Demonstration of independent tuning of inversion and time-reversal symmetry breaking.

Potential for generating topological bands in ultracold atom systems.

Abstract

Using two-frequency driving in two dimensions opens up new possibilites for Floquet engineering, which range from controlling specific symmetries to tuning the properties of resonant gaps. In this work, we study two-band lattice models subject to two-tone Floquet driving and analyse the resulting effective Floquet bandstructures both numerically and analytically. On the one hand, we extend the methodology of Sandholzer et al. [10.1103/PhysRevResearch.4.013056] from one to two dimensions and find competing topological phases in a simple Bravais lattice when the two resonant drives at $1\omega$ and $2\omega$ interfere.

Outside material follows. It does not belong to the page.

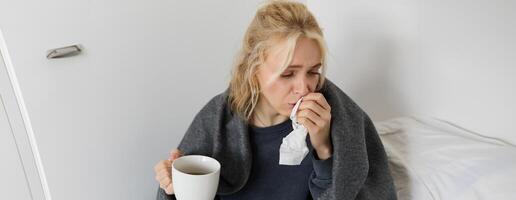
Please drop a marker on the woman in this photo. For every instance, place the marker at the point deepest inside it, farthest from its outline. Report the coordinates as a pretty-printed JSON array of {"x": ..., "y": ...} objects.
[{"x": 283, "y": 60}]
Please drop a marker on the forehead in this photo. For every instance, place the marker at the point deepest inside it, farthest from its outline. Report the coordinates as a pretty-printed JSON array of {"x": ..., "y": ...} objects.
[{"x": 306, "y": 53}]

On the other hand, we explore driving-induced symmetry breaking in the hexagonal lattice, in which the breaking of either inversion or time-reversal symmetry can be tuned independently via the Floquet modulation. Possible applications of our work include a simpler generation of topological bands for ultracold atoms, and the realisation of non-linear Hall effects as well as Haldane's parity anomaly in inversion-symmetric parent lattices.